Last modified: June 11, 2024

This article is written in: 🇺🇸

Essential File Compression and Archiving Commands

In Unix-based systems such as Linux, tar and gzip are commonly used command-line tools for file packaging and compression. Understanding these tools is crucial for managing files efficiently.

Imagine having multiple files and directories you need to consolidate for ease of transportation or storage. You can think of tar as a tool that packs these files into a single 'tarball', somewhat similar to packing a box with different items.

Folder1       Folder2       File1
  |              |             |
  v              v             v
+---------------------------------+
|           Tar Archive           |
+---------------------------------+

Now, you want to make this packed box lighter and easier to carry around. That's what gzip does to the 'tarball'. It compresses the file to reduce its size, like vacuum sealing the box to make it more compact.

+---------------------------------+
|           Tar Archive           |
+---------------------------------+
                   |
                   v
+--------------------------+
|   Gzipped Tar Archive    |
+--------------------------+

The tar Command

The tar command is a powerful tool for archiving files and directories in a Linux system. It creates an archive, preserving important details such as filenames, ownership information, timestamps, and access permissions. By default, tar only packages files without compressing them. However, it can work in tandem with tools like gzip to compress the resulting archive.

Here are some commonly used tar command options:

Flag Description
-c Create an archive
-v Verbosely list the files processed
-f Use archive file
-z Filter the archive through gzip
-x Extract files from an archive

Note that the -f flag should precede the archive file name.

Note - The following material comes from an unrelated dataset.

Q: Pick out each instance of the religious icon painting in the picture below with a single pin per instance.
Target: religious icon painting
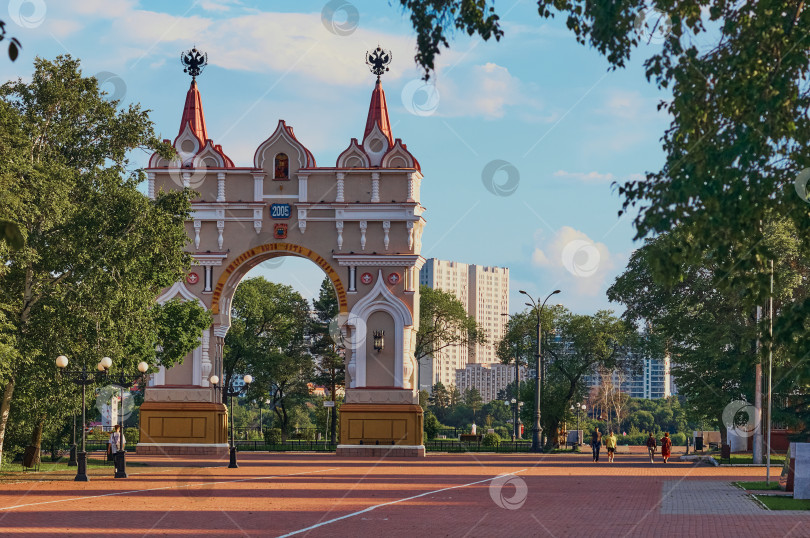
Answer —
(282, 163)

For instance, to create an archive named "myfiles.tar" containing the "mytree" directory and "file1" and "file2" files, you would use the following command:

tar -cvf myfiles.tar mytree file1 file2

To extract files from the "myfiles.tar" archive, this command can be used:

tar -xvf myfiles.tar

The gzip command

gzip is a software application used for file compression and decompression. When paired with tar, it can greatly reduce the size of an archive file. Here are some commonly used gzip command options:

Flag Description
-d Decompress files
-l Display compression information for each specified file

To compress the "mytar.tar" file, thereby creating a new file called "mytar.tar.gz", you would use this command:

gzip mytar.tar

To decompress the "file_name.gz" file, use the following command:

gzip -d file_name.gz

Challenges

  1. Make an archive of your home folder using tar. To check that everything was included, copy your archives to the /tmp folder and extract the files there. Delete the copies from /tmp when done.
  2. Use tar with and without the -z option to create an archive of any folder. Compare the sizes of your original folder, the archive, and the compressed archive.
  3. Create a script that compresses all .txt files in a given folder using gzip. The script should skip already compressed files (with .gz extension).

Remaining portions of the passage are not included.